So suppose that instead of using a sorted array, you use a binary search tree. Start off with two pointers, one to the smallest node and one to the largest. Once you have this setup, you can simulate the above algorithm, replacing "increment lhs" and "decrement rhs" with "move to the inorder successor of lhs" and "move to the inorder predecessor of rhs." These operations can be implemented so that they use a total of O(log n) space (assuming the tree is balanced) and such that any sequence of n operations of each type take a total of O(n) time total (regardless of whether the tree is balanced). Consequently, if you were to use the above algorithm modified to work on a BST, you would get an algorithm that takes time O(n) and uses only O(log n) space!

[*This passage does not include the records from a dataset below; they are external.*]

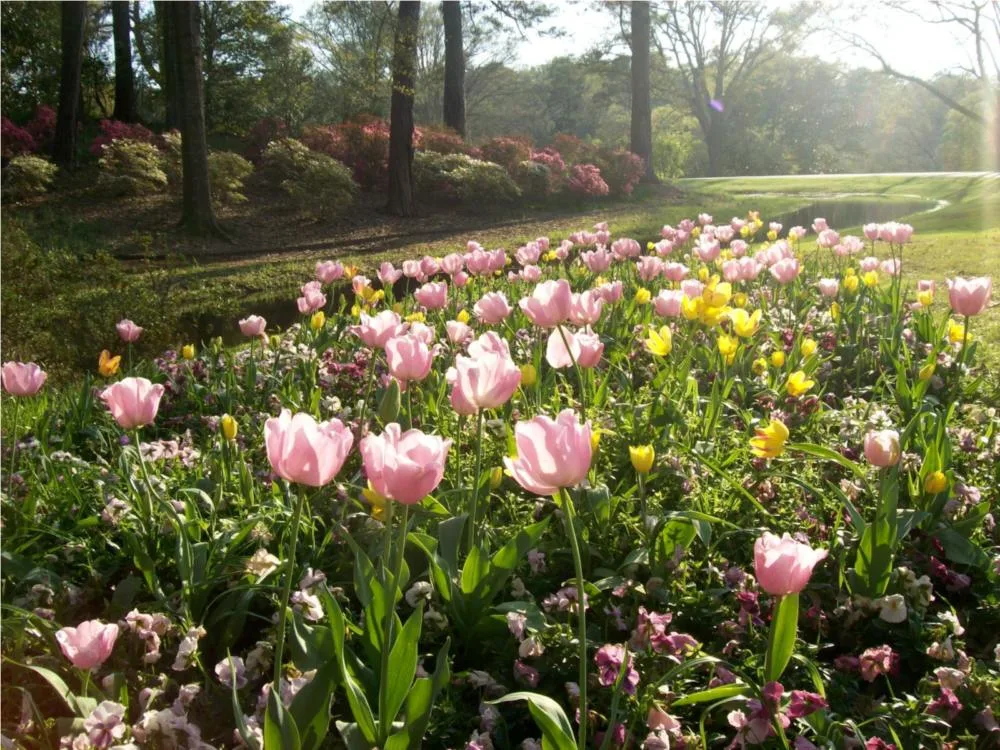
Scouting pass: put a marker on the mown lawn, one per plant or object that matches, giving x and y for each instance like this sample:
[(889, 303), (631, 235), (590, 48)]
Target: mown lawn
[(180, 298)]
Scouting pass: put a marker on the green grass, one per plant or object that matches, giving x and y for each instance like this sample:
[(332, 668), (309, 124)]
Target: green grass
[(61, 309)]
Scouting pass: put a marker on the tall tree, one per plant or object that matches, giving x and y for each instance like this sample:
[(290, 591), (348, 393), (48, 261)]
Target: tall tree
[(641, 141), (716, 47), (73, 23), (184, 24), (124, 84), (454, 67), (404, 62)]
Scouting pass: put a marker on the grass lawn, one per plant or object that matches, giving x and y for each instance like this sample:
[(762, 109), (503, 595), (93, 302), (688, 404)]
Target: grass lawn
[(192, 298)]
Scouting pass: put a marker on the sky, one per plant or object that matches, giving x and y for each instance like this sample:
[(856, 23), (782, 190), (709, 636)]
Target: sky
[(908, 44)]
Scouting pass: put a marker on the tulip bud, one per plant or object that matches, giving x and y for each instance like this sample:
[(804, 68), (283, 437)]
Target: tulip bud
[(935, 482), (229, 427)]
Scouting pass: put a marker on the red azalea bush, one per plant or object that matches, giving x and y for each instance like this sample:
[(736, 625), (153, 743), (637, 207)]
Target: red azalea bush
[(116, 130), (507, 151), (586, 180), (621, 169)]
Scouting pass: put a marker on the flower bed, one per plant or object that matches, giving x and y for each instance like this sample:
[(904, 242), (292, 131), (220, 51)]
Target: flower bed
[(732, 487)]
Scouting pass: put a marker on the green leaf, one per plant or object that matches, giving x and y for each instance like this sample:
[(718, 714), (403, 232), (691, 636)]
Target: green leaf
[(556, 730), (402, 668), (712, 694), (280, 732), (781, 639)]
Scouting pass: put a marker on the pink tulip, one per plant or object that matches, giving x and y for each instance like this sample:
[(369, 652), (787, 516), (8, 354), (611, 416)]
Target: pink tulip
[(252, 326), (404, 466), (133, 402), (452, 263), (611, 291), (782, 565), (306, 452), (493, 308), (374, 331), (668, 303), (433, 295), (484, 382), (89, 644), (458, 332), (882, 448), (785, 271), (970, 296), (585, 308), (829, 287), (551, 454), (562, 349), (388, 274), (329, 271), (675, 271), (549, 303), (649, 267), (22, 378), (128, 331), (409, 358), (597, 261), (489, 342), (591, 348)]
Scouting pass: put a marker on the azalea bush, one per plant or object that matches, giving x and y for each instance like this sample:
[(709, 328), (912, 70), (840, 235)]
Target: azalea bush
[(731, 486)]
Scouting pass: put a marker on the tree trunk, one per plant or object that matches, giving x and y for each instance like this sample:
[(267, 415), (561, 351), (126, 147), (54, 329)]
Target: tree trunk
[(198, 216), (454, 67), (404, 63), (124, 86), (169, 72), (642, 112), (74, 16)]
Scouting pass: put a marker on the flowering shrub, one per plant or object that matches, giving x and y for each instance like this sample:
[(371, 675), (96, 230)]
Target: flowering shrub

The implementation details are a bit tricky, and I'll leave that part as an exercise to you. If you aren't familiar with doing inorder successor and predecessor, there are many good resources available online. They're standard algorithms on BSTs and are super useful to know about. I'll also leave the formal proof of correctness of the array algorithm as an exercise, though it's not too hard.

Hope this helps!

I don't see why `successor()` and `predecessor()` would require `O(log n)` space. A pointer (and thus constant space) should suffice to iterate the tree towards the successor/predecessor of any node, no? — G. Bach, Apr 24 '13 at 00:35
@G.Bach- If the tree doesn't have parent pointers, you'll need a stack of nodes to remember the access path, which IIRC is necessary to find the next and previous elements. Or am I mistaken? — templatetypedef, Apr 24 '13 at 01:22
You're right, I didn't think of the possibility that there is no pointer to the parent; in that case you will need a stack, or at least recursive calls which in effect will use a stack as well - good point! — G. Bach, Apr 24 '13 at 01:52
@templatetypedef , using Threaded tree this algorithm gives the best time . — MissingNumber, Apr 24 '13 at 09:56

MosesA · Answer 2 · 2013-04-24T09:24:52.433

I think you'll have to search the tree twice. But first, you're taking in an integer called sum but then it's suddenly an array? Is that a typo? I'm assuming that you meant to take in a sum array.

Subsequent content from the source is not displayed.